It is already known for quite a while that ConfigMgr 2012 supports Data Deduplication. A nice blog article about it is available at http://blogs.technet.com/b/configmgrteam/archive/2014/02/18/configuration-manager-distribution-points-and-windows-server-2012-data-deduplication.aspx
You can do yourself a favour by reading Johan Arwidmark’s blog which summarizes it quite nicely at http://www.deploymentresearch.com/Research/tabid/62/EntryId/151/Using-Data-DeDuplication-with-ConfigMgr-2012-R2.aspx
In one of my projects I’m building a test environment to help my customer evaluate ConfigMgr 2012 R2 and allow the customer gather some results to build a ConfigMgr 2012 R2 Site infrastructure in a production environment. This allowed me to test Data Deduplication and see if I could gain something from it. Testing something like this is not something I’d recommend doing in a production environment since a production environment cannot be a playground…
I used Johan’s blog article as my reference in order to test Data Deduplication. Both blogs state that Data Deduplication is supported on 2 folders only:
- Content Library (SCCMContentLib)
This means that Data Deduplication only makes sense on Distribution Points.
I’ve sat it out for a few days to allow the server doing some deduplication and then I checked the deduplication rate.
A ‘whopping’ 58% rate, quite impressive if you ask me. However I expect a lower rate when a lot of applications are imported in ConfigMgr 2012 R2 but the amount of GB’s saved will still be quite high.
After achieving this result I started thinking how this can help me achieve a better customer experience, especially during Operating System Deployment. During OSD, even when using an MDT integrated Task Sequence, quite some Packages are used (and an image file too). When using default settings, everything will be downloaded when the Task Sequence is running. This is fine for mose environments, and this is something required when running multicast deployments (which I have rarely seen to be honest). However in most scenarios it would make sense to let everything run from the distribution point over the LAN. This means that the SMSPKGx$ share needs to be populated. For all packages involved, the following setting needs to be enabled.
Once this is done, the following option becomes available at the deployment settings of the Task Sequence.
The consequence of using this setup is that each package involved will be stored twice on the disk.

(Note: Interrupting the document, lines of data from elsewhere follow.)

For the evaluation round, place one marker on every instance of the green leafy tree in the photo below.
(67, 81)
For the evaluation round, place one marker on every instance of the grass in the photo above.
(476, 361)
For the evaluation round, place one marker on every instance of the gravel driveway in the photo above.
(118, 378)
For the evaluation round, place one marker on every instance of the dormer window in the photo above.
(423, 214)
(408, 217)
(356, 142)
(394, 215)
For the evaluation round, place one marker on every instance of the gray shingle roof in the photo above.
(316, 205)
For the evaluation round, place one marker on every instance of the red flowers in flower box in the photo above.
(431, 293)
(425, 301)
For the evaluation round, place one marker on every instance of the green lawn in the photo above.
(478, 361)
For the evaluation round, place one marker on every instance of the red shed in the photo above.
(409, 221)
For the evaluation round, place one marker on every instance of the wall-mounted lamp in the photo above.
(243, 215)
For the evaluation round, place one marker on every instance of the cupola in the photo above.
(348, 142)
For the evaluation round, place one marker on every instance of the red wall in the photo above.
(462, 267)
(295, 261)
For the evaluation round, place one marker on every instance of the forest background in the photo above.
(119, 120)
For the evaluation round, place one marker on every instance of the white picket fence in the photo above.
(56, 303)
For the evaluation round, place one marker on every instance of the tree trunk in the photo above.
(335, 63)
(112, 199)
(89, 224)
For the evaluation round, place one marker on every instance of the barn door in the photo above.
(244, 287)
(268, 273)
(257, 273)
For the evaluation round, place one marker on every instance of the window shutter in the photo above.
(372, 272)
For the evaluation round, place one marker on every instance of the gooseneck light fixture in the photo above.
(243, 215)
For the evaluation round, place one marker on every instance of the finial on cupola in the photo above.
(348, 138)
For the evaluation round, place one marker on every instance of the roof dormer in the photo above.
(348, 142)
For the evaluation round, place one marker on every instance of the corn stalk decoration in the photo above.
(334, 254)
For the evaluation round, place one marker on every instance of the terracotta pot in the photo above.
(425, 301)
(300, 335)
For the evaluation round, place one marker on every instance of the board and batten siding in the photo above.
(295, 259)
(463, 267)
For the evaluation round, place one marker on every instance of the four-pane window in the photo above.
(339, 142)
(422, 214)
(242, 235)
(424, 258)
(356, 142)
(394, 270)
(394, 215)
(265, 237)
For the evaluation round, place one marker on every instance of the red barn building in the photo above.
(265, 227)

But now Data Deduplication kicks in. To quote the TechNet blog:
Data Deduplication is a new feature in Windows Server 2012 with the goal to store more data in less space. This is achieved by finding and removing duplication within files, without compromising its fidelity or integrity.
Deduplication is done by segmenting files into variable sized chunks (32-128KB), identifying duplicate chunks, and maintaining a single copy of each chunk. Redundant copies of the chunk are replaced by a reference to the single copy. The chunks are compressed and then organized into special container files in the System Volume Information folder.
This means that Data Deduplication will effectively cancel out the burden of storing data twice which is actually happening with SCCMContentLib and SMSPKGx$
You may receive different deduplication rates when setting this is up in your environment.